Carnegie-Mellon's sensor-laden Nomad robotic explorer, which traveled 135 kilometers across Chile's Atacama desert in 1997, is set to take on a new adventure. It's going to be sent to Antarctica to search for signs of microorganisms living in the ice -- and may be powered, in part, by an on-board wind turbine and solar panels.
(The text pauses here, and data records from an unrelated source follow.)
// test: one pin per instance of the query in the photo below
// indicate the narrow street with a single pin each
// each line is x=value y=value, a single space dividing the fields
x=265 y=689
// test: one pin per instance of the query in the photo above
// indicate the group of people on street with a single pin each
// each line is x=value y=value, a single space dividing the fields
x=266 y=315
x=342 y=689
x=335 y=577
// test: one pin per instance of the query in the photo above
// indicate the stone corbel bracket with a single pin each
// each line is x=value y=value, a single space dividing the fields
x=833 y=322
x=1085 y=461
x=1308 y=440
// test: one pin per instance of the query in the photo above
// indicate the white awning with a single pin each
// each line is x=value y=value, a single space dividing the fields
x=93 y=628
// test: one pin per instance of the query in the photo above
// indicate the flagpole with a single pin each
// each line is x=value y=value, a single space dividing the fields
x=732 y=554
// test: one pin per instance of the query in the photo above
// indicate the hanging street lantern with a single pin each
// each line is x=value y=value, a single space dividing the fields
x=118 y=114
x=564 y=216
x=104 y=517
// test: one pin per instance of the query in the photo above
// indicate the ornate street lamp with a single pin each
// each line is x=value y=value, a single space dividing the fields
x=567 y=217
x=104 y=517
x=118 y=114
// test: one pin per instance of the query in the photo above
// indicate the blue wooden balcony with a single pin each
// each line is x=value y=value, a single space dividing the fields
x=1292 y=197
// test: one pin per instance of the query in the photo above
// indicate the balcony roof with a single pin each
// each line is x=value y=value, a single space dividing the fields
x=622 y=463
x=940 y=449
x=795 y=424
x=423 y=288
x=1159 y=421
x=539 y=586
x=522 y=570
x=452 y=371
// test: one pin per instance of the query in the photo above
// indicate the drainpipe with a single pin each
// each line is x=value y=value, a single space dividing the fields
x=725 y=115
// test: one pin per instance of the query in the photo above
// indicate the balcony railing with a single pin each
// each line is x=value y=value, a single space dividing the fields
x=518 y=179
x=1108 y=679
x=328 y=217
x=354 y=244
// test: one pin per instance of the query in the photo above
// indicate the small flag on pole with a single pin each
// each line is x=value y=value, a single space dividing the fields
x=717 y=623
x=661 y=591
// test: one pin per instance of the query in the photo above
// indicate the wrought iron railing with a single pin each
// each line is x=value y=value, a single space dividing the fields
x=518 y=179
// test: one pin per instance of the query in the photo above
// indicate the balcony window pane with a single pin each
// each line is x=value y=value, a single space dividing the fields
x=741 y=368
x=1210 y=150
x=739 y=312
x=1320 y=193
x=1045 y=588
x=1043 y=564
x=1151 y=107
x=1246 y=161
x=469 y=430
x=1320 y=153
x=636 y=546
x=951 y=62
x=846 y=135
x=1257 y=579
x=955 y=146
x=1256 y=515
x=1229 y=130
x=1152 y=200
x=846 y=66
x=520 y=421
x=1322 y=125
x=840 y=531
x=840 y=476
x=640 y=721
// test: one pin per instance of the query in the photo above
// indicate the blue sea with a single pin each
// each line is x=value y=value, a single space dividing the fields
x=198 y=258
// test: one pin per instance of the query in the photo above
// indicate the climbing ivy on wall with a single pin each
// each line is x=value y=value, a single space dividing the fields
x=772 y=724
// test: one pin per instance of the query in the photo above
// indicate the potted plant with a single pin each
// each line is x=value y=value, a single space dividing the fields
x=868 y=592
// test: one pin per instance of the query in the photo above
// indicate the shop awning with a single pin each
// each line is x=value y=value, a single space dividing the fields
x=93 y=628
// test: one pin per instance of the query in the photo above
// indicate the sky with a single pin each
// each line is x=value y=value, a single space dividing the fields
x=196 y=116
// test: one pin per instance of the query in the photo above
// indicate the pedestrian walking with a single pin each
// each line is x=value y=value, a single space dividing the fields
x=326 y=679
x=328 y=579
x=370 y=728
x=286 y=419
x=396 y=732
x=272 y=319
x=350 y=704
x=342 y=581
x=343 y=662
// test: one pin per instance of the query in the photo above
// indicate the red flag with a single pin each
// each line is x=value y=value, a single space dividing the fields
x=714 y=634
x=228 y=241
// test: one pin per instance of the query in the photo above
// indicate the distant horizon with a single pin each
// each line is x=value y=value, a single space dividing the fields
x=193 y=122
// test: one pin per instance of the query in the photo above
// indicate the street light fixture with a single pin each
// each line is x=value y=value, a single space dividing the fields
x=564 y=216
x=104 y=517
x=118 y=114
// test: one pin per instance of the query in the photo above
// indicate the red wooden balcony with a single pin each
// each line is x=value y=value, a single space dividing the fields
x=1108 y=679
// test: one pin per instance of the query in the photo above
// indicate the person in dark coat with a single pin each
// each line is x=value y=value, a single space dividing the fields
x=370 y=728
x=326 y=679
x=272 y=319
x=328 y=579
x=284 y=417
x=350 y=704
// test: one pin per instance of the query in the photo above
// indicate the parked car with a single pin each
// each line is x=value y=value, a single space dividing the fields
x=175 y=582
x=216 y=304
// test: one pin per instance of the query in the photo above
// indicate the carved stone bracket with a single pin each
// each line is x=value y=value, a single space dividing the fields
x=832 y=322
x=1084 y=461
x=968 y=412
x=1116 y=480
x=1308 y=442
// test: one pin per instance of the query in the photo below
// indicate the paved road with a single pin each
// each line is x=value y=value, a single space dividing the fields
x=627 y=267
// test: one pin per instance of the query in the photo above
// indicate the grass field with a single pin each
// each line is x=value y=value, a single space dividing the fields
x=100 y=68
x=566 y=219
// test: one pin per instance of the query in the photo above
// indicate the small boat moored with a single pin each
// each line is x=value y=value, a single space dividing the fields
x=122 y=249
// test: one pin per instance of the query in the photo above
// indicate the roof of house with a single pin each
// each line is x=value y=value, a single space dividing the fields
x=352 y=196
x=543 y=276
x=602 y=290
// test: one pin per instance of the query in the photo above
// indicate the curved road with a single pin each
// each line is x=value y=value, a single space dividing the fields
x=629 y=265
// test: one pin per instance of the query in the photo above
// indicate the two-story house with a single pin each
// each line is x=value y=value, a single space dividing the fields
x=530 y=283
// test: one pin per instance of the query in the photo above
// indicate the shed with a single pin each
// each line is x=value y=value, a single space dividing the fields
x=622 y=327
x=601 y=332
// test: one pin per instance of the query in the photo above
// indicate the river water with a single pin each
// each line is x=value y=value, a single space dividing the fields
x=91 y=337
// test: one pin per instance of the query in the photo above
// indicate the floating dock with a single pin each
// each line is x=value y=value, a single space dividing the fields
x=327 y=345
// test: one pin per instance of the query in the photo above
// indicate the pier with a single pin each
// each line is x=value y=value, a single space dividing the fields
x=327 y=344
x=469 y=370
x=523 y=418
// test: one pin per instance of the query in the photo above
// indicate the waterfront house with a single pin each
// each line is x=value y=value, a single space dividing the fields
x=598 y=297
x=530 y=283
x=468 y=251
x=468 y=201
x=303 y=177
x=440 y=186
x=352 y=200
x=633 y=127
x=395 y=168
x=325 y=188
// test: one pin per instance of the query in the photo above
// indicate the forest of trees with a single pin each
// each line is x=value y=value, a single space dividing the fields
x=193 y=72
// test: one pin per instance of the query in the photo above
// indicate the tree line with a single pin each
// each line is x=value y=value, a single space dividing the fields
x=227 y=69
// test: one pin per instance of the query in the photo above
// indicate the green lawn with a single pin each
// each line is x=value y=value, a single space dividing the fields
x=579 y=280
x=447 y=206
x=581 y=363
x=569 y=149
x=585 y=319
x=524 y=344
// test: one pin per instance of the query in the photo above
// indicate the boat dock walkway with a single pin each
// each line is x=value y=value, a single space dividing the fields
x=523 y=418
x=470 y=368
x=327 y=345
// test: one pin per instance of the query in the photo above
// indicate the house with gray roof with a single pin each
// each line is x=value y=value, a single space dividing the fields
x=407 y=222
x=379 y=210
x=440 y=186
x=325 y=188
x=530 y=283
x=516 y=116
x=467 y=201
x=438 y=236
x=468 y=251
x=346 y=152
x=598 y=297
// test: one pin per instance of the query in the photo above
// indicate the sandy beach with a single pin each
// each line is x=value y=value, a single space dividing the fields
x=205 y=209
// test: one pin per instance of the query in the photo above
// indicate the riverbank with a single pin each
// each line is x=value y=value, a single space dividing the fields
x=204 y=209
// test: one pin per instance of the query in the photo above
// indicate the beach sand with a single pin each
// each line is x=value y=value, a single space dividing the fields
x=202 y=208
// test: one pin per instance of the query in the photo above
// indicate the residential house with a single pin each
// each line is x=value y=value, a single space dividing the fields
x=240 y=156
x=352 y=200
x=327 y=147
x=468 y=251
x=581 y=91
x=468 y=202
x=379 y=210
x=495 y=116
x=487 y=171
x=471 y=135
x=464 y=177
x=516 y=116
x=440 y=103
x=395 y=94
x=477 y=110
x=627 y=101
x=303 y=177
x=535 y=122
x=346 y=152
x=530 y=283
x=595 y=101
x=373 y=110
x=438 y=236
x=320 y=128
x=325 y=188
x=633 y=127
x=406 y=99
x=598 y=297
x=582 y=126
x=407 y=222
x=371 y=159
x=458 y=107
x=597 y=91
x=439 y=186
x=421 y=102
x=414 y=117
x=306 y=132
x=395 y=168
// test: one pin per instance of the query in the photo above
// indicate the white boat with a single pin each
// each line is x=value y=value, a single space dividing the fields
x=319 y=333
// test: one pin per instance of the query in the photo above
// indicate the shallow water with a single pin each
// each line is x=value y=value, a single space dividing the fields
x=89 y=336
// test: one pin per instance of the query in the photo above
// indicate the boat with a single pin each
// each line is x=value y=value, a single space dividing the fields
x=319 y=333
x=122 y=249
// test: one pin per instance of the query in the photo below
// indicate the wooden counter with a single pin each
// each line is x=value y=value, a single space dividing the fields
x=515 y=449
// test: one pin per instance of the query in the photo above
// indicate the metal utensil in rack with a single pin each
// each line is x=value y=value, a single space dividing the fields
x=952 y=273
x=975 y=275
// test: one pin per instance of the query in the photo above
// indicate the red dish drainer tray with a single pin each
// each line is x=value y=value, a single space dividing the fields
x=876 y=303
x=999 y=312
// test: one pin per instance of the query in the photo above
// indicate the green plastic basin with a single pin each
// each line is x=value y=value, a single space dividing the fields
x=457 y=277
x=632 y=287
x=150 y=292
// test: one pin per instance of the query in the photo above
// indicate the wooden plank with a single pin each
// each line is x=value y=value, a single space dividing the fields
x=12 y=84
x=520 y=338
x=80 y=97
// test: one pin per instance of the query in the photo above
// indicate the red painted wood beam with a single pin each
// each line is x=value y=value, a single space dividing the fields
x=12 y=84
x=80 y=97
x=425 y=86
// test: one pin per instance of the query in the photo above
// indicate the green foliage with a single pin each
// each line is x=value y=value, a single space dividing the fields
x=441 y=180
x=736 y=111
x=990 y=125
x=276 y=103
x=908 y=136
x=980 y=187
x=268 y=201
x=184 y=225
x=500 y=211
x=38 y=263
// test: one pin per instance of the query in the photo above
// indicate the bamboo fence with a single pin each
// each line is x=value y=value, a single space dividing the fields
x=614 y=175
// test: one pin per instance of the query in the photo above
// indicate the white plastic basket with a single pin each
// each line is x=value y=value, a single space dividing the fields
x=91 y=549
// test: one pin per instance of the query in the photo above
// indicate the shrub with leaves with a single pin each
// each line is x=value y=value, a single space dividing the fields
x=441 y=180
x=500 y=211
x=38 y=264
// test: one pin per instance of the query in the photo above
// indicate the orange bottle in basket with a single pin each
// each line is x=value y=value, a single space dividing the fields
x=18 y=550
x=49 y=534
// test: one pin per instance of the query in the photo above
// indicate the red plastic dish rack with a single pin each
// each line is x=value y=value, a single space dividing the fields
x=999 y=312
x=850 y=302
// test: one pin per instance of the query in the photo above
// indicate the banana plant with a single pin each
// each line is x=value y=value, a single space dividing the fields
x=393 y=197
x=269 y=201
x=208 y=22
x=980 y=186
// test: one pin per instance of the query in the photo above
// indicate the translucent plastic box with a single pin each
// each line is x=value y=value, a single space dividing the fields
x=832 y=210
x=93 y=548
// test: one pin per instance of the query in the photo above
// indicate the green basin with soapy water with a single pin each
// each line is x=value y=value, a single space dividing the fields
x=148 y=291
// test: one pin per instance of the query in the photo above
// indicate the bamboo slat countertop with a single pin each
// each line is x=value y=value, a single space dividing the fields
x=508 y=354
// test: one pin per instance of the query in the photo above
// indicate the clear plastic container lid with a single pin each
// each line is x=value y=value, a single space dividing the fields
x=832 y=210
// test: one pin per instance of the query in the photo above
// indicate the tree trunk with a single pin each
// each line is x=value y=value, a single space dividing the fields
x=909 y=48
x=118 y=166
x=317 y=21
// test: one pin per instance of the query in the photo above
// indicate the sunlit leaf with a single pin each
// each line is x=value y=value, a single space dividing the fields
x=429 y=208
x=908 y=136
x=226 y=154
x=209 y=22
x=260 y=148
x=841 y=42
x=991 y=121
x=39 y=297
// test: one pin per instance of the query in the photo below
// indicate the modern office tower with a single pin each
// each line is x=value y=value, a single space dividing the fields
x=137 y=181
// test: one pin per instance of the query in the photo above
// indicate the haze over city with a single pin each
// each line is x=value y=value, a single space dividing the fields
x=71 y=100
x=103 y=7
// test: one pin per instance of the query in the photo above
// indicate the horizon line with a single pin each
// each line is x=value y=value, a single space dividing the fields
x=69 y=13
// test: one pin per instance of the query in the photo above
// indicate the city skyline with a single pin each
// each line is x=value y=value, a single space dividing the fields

In preparation, Nomad took a trip across a lake in New Hampshire:

Nomad, which successfully traversed 10 kilometers through the snow and ice on Lake Mascoma, was equipped with a wind turbine for the first time, while researchers studied the possibility of powering a robotic investigation with combined wind and solar energy.

Carnegie Mellon and NASA researchers worked with the Army's Cold Regions Research and Engineering Laboratory (CRREL) in Hanover, to arrange the long-distance autonomous navigation tests on Lake Mascoma, which they say simulates the flat, icy terrain of the Antarctic plateau.

A more detailed description of the Lake Mascoma excursion -- as well as some great high-res pictures of Nomad in the field -- can be found at the LORAX site (Life On ice Robotic Antarctic Explorer -- yeah, it's a stretch, but it's still a good acronym!).

This won't be Nomad's first trip to Antarctica; in 2000, it was used to search out and find meteorites in the ice, becoming the first robot to perform scientific experiments autonomously. This time around, it's been upgraded with even more sophisticated software and newly designed biosensors allowing it to seek out and identify microbes in hostile environments.